COUR D'APPEL D'AIX EN PROVENCE

9e Chambre C

ARRÊT AU FOND

DU 07 OCTOBRE 2016

N°2016/ 543

Rôle N° 14/15358

SAS ENGIE HOME SERVICES, anciennement dénommée SAS SAVELYS GDF SUEZ

C/

[F] [Q]

Grosse délivrée le :

à :

-Me Jean-louis BOISNEAULT, avocat au barreau de MARSEILLE

- Me Jérôme GAVAUDAN, avocat au barreau de MARSEILLE

Copie certifiée conforme délivrée aux parties le :

Décision déférée à la Cour :

Jugement du Conseil de Prud'hommes - Formation paritaire de MARSEILLE - section I - en date du 30 Juin 2014, enregistré au répertoire général sous le n° 13/2078.

APPELANTE

SAS ENGIE HOME SERVICES, anciennement dénommée SAS SAVELYS GDF SUEZ, demeurant [Adresse 1]

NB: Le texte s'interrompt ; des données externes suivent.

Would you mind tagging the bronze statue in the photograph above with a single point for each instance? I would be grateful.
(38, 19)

représentée par Me Jean-louis BOISNEAULT, avocat au barreau de MARSEILLE

INTIMEE

Madame [F] [Q], demeurant [Adresse 2]

représentée par Me Jérôme GAVAUDAN, avocat au barreau de MARSEILLE substitué par Me Jérémie BITAN, avocat au barreau de MARSEILLE

*-*-*-*-*

COMPOSITION DE LA COUR

En application des dispositions de l'article 945-1 du Code de Procédure Civile, l'affaire a été débattue le 06 Septembre 2016, en audience publique, les parties ne s'y étant pas opposées, devant Madame Hélène FILLIOL, Conseiller, chargé d'instruire l'affaire.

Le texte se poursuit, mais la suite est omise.